おやすみ、


 メンテナンスの為に停泊しているカレイジャスUのなかは人も疎らだ。
だいたいは突然できた自由時間を謳歌するために街に出ているようで、艦内を歩いているのは作業員、時々分校生徒の姿がある。もちろんカレイジャスですごすことを決めた人々もおり、リィンもそのひとりだった。
 なんとなく集めている本が読まないまま三冊ほど増えていたのだ。読む必要があるかといわれればそうではないのだろうが、自分で買った手前、読まずにいるというのも少々気持ちが悪い。
せっかく自由時間ができたのだからこれを機に読んでしまおうと、談話スペースの一角を占領していた。いつもより静かな艦内は読書にはちょうどいい。
 そんなリィンの横には当然のようにメリルがいるのだが、彼女は何をするでもなくリィンの隣に座っている。

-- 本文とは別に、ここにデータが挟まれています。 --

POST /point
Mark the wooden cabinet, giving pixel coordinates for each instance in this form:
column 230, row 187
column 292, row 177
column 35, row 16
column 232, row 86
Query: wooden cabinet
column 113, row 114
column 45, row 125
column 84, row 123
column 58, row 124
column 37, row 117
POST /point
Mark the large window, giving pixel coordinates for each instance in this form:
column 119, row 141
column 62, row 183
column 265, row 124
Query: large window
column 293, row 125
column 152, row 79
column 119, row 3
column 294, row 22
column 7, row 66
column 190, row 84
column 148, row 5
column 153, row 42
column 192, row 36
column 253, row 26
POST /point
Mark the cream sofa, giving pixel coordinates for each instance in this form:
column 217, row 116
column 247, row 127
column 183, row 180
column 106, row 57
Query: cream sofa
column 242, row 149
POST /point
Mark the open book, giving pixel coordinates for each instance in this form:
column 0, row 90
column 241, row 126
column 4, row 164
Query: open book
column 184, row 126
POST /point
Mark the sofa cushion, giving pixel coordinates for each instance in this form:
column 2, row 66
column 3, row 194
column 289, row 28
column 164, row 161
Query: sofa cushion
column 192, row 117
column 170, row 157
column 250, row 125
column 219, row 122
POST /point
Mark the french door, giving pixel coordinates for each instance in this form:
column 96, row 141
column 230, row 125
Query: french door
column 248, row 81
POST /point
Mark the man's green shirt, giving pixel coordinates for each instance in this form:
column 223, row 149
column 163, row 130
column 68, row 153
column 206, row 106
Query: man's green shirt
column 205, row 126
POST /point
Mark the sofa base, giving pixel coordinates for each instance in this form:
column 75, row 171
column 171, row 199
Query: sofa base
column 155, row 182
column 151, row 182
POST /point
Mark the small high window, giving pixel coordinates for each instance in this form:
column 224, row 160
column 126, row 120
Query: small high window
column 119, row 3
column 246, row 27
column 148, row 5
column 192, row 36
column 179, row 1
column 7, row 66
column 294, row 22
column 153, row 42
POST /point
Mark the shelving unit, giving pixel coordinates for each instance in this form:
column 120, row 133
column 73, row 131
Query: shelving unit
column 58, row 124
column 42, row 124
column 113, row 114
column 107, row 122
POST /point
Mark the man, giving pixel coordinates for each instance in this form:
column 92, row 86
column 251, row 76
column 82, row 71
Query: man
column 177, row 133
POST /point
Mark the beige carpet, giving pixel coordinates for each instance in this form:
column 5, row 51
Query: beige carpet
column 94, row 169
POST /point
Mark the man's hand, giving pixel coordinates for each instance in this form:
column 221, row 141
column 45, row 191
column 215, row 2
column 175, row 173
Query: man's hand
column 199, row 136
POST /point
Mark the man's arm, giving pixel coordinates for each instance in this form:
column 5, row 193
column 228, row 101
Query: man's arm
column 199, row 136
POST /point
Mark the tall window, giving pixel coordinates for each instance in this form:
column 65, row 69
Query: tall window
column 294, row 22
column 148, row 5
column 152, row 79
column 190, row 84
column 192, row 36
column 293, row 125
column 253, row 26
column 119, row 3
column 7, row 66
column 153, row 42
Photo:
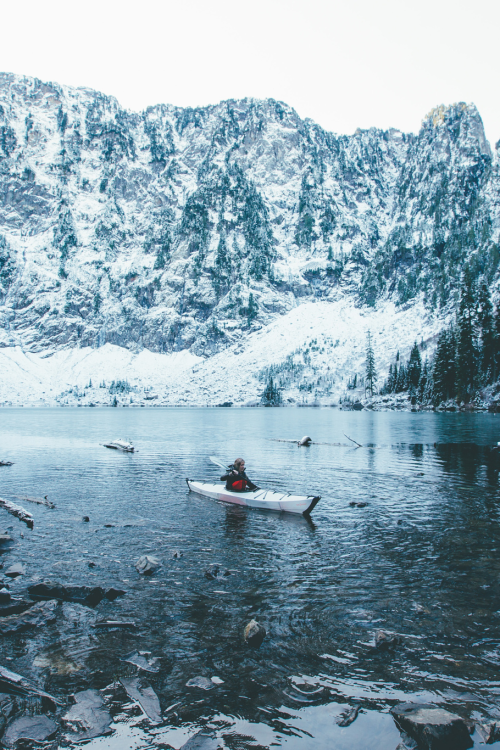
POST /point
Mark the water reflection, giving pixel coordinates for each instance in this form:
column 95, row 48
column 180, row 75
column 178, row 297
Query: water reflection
column 417, row 556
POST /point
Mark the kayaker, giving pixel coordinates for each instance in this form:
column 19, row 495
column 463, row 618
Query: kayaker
column 236, row 478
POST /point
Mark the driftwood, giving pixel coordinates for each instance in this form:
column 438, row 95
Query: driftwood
column 353, row 441
column 37, row 500
column 18, row 512
column 15, row 684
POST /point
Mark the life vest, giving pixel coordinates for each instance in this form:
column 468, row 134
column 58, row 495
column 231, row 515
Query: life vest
column 239, row 485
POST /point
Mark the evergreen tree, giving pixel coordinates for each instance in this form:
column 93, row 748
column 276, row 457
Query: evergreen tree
column 422, row 383
column 466, row 349
column 402, row 380
column 371, row 373
column 486, row 333
column 272, row 394
column 445, row 368
column 496, row 344
column 414, row 368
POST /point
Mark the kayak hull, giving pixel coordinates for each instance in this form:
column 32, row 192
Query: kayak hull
column 282, row 502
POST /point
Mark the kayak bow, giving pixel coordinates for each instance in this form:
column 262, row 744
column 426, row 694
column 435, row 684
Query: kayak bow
column 264, row 499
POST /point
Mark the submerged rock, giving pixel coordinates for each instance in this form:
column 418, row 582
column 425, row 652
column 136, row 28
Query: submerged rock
column 15, row 570
column 144, row 695
column 14, row 607
column 348, row 716
column 216, row 572
column 41, row 613
column 88, row 717
column 433, row 728
column 254, row 633
column 146, row 565
column 202, row 682
column 112, row 594
column 490, row 732
column 383, row 641
column 203, row 740
column 34, row 728
column 139, row 658
column 8, row 707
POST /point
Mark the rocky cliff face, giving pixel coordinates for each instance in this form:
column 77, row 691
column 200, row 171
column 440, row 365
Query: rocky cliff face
column 179, row 228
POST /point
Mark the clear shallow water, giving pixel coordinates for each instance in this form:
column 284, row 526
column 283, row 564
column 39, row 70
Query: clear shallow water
column 420, row 560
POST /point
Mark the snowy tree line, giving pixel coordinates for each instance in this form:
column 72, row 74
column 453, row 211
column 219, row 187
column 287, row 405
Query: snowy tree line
column 467, row 356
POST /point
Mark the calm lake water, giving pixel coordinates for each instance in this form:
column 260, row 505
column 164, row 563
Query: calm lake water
column 420, row 560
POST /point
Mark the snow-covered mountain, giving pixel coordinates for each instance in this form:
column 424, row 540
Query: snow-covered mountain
column 203, row 230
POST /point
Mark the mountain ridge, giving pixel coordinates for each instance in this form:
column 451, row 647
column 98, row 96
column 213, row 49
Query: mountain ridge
column 180, row 229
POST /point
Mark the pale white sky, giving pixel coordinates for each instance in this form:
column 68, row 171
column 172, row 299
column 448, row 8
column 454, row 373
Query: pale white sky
column 357, row 63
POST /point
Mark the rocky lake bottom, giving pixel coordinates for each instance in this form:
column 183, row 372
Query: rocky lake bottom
column 388, row 595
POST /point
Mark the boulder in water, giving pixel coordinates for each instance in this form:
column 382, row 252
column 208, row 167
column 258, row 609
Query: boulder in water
column 216, row 572
column 88, row 717
column 41, row 613
column 384, row 641
column 15, row 570
column 201, row 682
column 254, row 633
column 306, row 440
column 143, row 694
column 202, row 740
column 34, row 728
column 432, row 727
column 146, row 565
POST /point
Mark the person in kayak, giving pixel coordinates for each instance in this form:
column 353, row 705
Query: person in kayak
column 236, row 478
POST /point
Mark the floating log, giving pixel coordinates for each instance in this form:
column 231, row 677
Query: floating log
column 18, row 512
column 36, row 500
column 353, row 441
column 15, row 684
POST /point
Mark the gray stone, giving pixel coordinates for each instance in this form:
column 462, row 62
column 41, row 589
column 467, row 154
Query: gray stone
column 146, row 565
column 383, row 641
column 432, row 727
column 141, row 660
column 254, row 633
column 144, row 695
column 201, row 682
column 34, row 728
column 88, row 717
column 489, row 732
column 216, row 572
column 41, row 613
column 202, row 741
column 15, row 570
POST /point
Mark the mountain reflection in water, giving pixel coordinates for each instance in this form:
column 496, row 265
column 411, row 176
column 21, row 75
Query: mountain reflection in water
column 420, row 560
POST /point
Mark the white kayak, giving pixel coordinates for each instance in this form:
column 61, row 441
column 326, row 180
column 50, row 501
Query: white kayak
column 120, row 445
column 265, row 499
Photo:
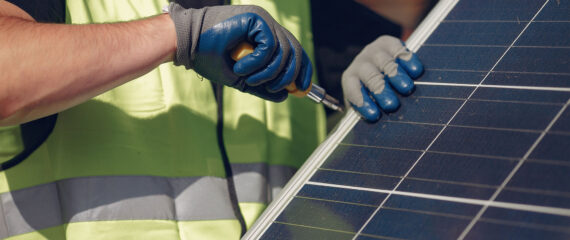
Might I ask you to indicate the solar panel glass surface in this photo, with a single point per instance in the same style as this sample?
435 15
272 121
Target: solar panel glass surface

じっと見つめてくる視線に、構って欲しいのだろうかと思い声をかけたのだが首を横に振られて終わったのだ。構って欲しいと言われたのならば今すぐにでも街に出るのだが……。
 そうして暫くたっても、メリルはリィンを見つめていた。お茶を淹れに一度席を立ったくらいで、あとはずっとリィンの横にいる。本を読んでいてもわかる視線に、そろそろ穴があいてしまうのではないか思った。

「……ん?」

 かくりとメリルの頭が下がる。はっと開いた二色の瞳と目が合うと、メリルはゆるく笑った。とても静かだったので、もしかしたら最初から眠かったのかもしれない。栞を挟んで本を置く。

「メリル、眠いのか? 寝るなら仮眠室に行こう」

 リィンの提案にメリルはゆるゆると首を横に振った。ぼんやりとした視線がリィンと、本と、艦内を巡って、そうしてまたゆっくりとリィンに戻ってくる。

「リィンさんと一緒にいたいのです」
「仮眠室でも本は読めるから大丈夫だぞ?」
「そうなのですが。いえ、そうではなくて」

 メリルは撫でるように髪を梳くリィンの指に何度も瞼を閉じかけながら言葉を探っていた。剥き出しの指にくるりくるりと灰色の毛先を巻き付けてリィンはその言葉を待つ。自分と違う毛質のそれに触れることにも慣れたもので、緩くうねり指に巻き付く髪がリィンは好きだった。
ぱちぱち、星が瞬くように睫毛が揺れる。

「起きて見ていないと、またリィンさんがいなくなるのではと、不安で」

 どこかふわふわとした声で言われた言葉にリィンは髪を撫でる手を止めた。
 少し前まで自分とメリルは遠く離れていた。だから、いまこうして隣にいても不安になるのだと思うし、リィンも逆の立場であればきっと同じ不安を抱いて傍にいただろう。
心配をかけてしまったことも、不安にさせていることも、申し訳なく思う。謝罪を口にしようとして、閉じる。散々聞いたと先日言われたばかりだったからだ、実際にはもっと柔らかい言葉で。
 謝罪を紡ぐかわりにメリルの肩を抱き寄せた。あたたかい、リィンの好きな温度が触れた場所からじわりと伝わって、そのことにリィンは安心した。メリルも同じであればいいと肩を抱く手に緩く力をこめる。
しばらくそうしていると、メリルは寝てしまったのかリィンに全てを任せてゆっくりと肩を上下させていた。
 それがどれだけ、リィンにとって嬉しいことか知らずに彼女は息をしている。上手く伝えるすべを、リィンはまだ知り得ていない。
 もう離れることがないようにと、白く細い手に指を絡ませることしか出来なかった。